We reviewed the session recordings and extracted quotes for each task that directly highlighted issues with Vertex AI. To ensure a comprehensive analysis, we included quotes from a diverse range of participants, which allowed us to corroborate our findings and identify common usability challenges.

We tracked the time to completion for each task and recorded the number of clicks in corresponding tables, comparing these metrics to our predefined benchmarks and expectations. This comparison helped us link the qualitative insights with the quantitative data, strengthening the credibility of our findings.

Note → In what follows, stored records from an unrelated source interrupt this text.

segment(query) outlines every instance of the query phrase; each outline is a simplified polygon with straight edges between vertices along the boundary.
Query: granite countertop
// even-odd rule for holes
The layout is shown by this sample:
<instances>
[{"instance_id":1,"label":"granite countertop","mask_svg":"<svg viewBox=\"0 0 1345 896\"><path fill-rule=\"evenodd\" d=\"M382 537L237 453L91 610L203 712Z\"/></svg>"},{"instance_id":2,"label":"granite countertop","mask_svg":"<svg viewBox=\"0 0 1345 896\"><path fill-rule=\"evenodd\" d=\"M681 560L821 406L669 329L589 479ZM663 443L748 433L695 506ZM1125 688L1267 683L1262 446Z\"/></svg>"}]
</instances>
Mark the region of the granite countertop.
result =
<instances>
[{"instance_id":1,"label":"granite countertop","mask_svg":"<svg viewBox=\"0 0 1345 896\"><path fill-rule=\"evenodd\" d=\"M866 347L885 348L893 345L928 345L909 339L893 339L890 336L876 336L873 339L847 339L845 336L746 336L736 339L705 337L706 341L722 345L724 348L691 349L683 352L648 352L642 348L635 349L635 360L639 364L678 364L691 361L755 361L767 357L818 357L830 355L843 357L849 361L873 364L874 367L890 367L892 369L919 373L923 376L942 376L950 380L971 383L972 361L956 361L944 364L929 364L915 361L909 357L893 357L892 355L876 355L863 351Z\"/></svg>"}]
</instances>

The post-task and post-test questionnaires were analyzed to create charts that reflected participant satisfaction (CSAT), overall usability (SUS), and perceived workload (NASA-TLX). These charts provided a clear visual representation of participants' experiences and further informed our understanding of Vertex AI's usability.

This quantitative data is under NDA, but it illustrates how we chose to visually represent CSAT, NASA-TLX, and SUS data

Findings

We presented 18 actionable insights to the Google UX research team based on the following categories:


1. Task based findings

We organized the results of our usability tests and questionnaires based on the tasks through which they were identified. We incorporated user quotes drawn from qualitative findings and rated the severity of each finding on a 4-point scale, sourced from the Handbook of Usability Testing by Jeffrey Rubin. 

2. Significant non-task findings

These issues emerged outside the defined tasks but provided valuable insight into our research question on user retention.

3. Quantitative metrics

We conducted SUS, NPS, CSAT tests to support our qualitative findings.

Reflection

Key learnings

I learned that testing with diverse expertise levels was essential. The issues faced by beginners versus advanced users were different, and understanding both perspectives helped us prioritize recommendations that would benefit the broadest user base without limiting power users.

Triangulation of methods allowed us to gain comprehensive insights. Heuristic evaluation identified systemic issues, while qualitative interviews and quantitative analysis revealed how these issues manifested in real workflows.

If I did this again…

Eye tracking software: our team wanted to incorporate eye tracking to aid our quantitative data, however we stopped due to technical constraints. I believe the inclusion of this data would help us identify visual heat maps and further validate usability recommendations

Increase sample size: I would want to recruit larger samples to improve generalizability and explore stratified sampling approaches (e.g., level of experience) to gain better insights into differences in perceptions between subgroups.

Standardize moderation procedures: I would recommend having a single moderator and conducting multiple dry runs before initial testing in order to standardize procedures.